| name | sql-analysis-and-spearman |
| description | Use when creating SQL reports, model rankings, disagreement analysis, or Spearman correlation for AV2. Do not use for judge execution or Python project bootstrap. |
SQL Analysis and Spearman Correlation
1. Purpose
Produce reproducible SQL and statistical analysis over persisted AV2 evaluation results.
2. When to use
Use this skill when the task involves:
- average scores by candidate model;
- average scores by judge model;
- score distributions;
- model rankings;
- disagreement cases;
- hallucination-risk cases;
- human-review queues;
- Spearman correlation between judge scores and human/reference scores.
3. When not to use
Do not use this skill for:
- importing raw data;
- designing rubrics;
- executing judge models;
- creating Python project structure;
- validating backup/restore.
4. Required inputs
Identify:
- database schema/table names;
- candidate model table/column;
- judge model table/column;
- dataset table/column;
- question IDs;
- score columns;
- human/reference score mapping;
- filters for J1/J2;
- expected output artifact path.
5. Required commands
Inspect schema:
psql "$DATABASE_URL" -c "\dt"
psql "$DATABASE_URL" -c "\d+ avaliacoes_juiz"
Run analysis SQL:
psql "$DATABASE_URL" -f sql/analysis.sql
Run Python correlation script if present:
.venv/bin/python -m atividade_2.cli compute-spearman --help
.venv/bin/python -m pytest
6. Workflow
Step 1 — Confirm analysis question
Examples:
- Which candidate model has the best average judge score?
- Which judge model is stricter?
- Which dataset has more disagreement?
- Which records require human review?
- Does judge score correlate with human/reference score?

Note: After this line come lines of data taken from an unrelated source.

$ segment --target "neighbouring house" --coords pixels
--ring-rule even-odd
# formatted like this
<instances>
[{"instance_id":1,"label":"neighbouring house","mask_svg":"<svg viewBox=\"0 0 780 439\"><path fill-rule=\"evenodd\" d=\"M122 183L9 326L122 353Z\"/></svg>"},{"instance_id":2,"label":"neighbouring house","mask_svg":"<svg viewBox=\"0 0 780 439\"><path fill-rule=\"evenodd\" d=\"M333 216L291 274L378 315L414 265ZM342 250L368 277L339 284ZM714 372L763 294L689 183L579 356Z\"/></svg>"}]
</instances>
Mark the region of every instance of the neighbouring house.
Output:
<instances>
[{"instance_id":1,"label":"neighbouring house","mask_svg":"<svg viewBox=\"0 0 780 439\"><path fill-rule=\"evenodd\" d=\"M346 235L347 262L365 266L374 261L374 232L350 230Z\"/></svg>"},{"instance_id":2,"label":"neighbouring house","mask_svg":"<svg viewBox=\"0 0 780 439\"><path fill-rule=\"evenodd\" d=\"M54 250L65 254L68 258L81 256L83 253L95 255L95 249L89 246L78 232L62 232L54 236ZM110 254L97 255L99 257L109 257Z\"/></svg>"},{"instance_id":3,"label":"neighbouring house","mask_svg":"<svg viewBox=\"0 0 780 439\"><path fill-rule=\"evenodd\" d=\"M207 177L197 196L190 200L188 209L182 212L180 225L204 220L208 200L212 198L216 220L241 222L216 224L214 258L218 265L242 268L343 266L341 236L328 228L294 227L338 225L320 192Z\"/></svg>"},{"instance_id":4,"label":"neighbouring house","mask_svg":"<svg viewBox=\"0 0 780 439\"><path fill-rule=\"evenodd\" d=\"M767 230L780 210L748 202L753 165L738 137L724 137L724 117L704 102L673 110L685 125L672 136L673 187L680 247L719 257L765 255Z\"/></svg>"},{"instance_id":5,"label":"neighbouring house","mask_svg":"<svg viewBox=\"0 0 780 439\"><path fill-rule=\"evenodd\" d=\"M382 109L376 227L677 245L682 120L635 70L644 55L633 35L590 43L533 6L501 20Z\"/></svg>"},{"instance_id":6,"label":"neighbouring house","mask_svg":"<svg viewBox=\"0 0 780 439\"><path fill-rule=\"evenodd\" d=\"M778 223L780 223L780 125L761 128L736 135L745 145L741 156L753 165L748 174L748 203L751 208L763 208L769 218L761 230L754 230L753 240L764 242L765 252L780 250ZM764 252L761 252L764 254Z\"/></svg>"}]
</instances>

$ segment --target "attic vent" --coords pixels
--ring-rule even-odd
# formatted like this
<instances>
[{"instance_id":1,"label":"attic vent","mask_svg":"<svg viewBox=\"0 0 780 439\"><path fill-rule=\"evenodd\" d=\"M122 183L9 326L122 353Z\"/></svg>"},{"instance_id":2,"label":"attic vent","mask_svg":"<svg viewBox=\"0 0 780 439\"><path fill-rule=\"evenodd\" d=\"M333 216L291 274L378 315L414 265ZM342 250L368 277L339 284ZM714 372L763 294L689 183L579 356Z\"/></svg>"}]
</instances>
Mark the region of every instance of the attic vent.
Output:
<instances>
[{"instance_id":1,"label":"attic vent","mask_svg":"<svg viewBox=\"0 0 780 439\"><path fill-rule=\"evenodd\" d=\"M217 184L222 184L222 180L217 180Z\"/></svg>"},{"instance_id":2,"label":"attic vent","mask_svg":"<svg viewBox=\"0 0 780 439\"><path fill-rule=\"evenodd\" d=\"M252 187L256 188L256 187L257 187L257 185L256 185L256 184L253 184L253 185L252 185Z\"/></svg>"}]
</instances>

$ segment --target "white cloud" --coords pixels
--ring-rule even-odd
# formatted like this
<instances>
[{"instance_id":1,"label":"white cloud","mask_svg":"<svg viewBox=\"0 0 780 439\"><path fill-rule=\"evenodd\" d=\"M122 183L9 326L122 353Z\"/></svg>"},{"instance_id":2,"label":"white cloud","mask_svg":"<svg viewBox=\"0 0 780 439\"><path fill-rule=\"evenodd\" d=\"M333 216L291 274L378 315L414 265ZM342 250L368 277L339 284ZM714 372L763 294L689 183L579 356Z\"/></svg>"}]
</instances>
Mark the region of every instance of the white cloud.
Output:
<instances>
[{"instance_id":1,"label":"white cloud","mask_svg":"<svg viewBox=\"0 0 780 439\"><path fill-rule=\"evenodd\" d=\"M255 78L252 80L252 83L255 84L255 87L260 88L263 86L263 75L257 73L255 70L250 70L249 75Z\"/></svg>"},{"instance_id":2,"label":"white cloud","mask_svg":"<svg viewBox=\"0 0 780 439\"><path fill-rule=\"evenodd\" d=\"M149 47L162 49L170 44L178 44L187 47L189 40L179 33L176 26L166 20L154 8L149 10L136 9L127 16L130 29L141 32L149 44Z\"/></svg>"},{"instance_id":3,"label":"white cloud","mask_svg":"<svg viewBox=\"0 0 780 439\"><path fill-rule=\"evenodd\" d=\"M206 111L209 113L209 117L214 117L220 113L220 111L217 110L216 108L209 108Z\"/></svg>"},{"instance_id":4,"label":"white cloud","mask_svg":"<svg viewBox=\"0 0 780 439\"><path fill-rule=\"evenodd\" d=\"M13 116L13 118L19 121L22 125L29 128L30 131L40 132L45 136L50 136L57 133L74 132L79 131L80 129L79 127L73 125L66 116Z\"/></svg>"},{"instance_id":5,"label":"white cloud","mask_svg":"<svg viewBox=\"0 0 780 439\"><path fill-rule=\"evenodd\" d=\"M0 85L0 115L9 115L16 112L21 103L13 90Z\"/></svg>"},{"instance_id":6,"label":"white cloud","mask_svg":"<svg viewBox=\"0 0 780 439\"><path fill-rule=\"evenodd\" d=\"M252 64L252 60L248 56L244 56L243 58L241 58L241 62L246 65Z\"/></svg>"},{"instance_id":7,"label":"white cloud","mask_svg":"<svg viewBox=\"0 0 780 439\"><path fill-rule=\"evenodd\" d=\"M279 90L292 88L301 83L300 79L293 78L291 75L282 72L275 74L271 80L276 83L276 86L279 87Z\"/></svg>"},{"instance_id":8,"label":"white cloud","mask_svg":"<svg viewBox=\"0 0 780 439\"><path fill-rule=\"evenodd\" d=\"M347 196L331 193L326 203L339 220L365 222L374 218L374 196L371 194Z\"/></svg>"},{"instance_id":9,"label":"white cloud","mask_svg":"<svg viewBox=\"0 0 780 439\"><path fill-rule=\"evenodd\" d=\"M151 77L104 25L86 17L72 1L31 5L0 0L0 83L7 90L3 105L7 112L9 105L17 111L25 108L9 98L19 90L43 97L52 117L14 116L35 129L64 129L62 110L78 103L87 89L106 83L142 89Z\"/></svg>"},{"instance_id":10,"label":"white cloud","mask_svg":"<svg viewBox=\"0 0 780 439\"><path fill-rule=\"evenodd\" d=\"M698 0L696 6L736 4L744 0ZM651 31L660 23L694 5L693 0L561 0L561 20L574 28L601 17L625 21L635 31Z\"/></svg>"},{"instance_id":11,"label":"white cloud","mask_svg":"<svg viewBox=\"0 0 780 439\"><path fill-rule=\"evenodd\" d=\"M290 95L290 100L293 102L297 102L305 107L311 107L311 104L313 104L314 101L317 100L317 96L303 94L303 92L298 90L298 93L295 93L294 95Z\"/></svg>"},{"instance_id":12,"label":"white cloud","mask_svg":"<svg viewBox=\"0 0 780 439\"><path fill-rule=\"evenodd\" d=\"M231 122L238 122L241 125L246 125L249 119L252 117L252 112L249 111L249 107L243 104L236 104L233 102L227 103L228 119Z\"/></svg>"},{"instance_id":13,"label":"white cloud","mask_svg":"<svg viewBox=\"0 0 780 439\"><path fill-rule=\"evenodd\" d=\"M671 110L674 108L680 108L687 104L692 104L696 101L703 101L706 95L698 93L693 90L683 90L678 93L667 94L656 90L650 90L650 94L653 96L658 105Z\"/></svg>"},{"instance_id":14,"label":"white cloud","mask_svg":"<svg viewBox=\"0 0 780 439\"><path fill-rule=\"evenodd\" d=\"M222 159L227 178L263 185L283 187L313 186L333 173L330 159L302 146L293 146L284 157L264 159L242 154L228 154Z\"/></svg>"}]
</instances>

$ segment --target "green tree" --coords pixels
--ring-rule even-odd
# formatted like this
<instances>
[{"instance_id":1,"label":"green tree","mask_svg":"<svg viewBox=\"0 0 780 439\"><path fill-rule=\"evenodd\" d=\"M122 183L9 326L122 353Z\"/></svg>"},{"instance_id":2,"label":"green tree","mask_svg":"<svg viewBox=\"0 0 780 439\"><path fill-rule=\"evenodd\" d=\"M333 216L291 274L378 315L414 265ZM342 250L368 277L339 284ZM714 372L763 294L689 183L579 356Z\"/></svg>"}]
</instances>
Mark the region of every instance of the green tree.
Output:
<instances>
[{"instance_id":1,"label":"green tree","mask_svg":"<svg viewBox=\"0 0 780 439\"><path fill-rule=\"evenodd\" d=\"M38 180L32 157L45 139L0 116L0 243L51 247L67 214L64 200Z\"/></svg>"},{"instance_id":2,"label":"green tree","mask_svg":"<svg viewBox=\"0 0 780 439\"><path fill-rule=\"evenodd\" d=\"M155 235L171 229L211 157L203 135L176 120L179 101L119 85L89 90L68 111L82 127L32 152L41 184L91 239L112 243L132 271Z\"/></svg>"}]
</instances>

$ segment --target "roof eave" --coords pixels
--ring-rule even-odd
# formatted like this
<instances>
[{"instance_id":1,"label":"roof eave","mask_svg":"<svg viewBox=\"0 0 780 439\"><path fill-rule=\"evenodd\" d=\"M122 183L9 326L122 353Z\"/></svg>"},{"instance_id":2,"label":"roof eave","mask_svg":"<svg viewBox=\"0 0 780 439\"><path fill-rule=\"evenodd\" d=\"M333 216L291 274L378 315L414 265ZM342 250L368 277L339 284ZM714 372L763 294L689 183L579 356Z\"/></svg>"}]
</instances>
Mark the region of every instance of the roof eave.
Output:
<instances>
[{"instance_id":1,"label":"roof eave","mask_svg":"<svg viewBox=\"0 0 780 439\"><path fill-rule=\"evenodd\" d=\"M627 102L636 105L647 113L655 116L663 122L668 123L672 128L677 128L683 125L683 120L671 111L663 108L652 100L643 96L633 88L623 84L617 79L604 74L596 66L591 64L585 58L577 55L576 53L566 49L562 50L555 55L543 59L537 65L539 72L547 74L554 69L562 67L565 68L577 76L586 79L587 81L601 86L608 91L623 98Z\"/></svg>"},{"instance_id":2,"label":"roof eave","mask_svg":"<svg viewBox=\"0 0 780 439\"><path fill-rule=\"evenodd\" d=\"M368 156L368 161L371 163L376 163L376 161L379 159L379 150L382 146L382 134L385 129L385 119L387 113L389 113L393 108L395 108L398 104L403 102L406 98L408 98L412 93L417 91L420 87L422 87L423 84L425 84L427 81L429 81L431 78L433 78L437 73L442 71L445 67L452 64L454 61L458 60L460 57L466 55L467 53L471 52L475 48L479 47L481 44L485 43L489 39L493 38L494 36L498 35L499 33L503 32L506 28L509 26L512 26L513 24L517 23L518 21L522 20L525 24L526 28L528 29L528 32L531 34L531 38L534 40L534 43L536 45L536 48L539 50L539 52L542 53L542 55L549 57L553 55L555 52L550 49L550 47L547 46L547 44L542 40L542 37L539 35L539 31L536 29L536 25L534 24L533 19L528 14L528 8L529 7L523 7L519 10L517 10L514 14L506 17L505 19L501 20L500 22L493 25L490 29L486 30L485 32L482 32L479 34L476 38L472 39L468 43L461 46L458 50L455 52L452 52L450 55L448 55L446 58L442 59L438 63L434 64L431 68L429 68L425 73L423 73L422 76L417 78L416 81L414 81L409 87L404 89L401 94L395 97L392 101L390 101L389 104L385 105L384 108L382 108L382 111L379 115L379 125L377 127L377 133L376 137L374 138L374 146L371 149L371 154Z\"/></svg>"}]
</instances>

Step 2 — Confirm scoring basis
For J2:
- map official correctness to ordinal reference score if needed;
- example: correct = 5, incorrect = 1.
For J1:
- use human/reference rubric score if available;
- do not fabricate reference scores.
Step 3 — Create SQL queries
Include queries for:
- average score by candidate model;
- average score by judge model;
- score distribution by dataset;
- low-score cases;
- high-score cases with hallucination risk;
- disagreement cases;
- human-review cases;
- candidate ranking.
Step 4 — Compute Spearman correlation
Use deterministic input extraction.
Document:
- variables compared;
- dataset filter;
- sample size;
- null handling;
- tie handling if implemented;
- interpretation limits.
Step 5 — Persist artifacts
Store generated analysis under outputs/.
Recommended:
outputs/analysis/
model_rankings.csv
disagreement_cases.csv
spearman_summary.json
7. Output format
## Context & Goal
## Tables/columns used
## SQL queries added or updated
## Spearman methodology
## Generated artifacts
## Validation performed
## Interpretation notes
## Risks and follow-ups
8. Validation checklist
9. Guardrails
- Do not compute correlation against fabricated human scores.
- Do not mix J1 and J2 unless explicitly intended.
- Do not hide nulls or missing evaluations.
- Do not rank models without stating the scoring basis.
- Do not treat high correlation as proof of judge correctness.
- Do not overwrite analysis artifacts without versioning or clear naming.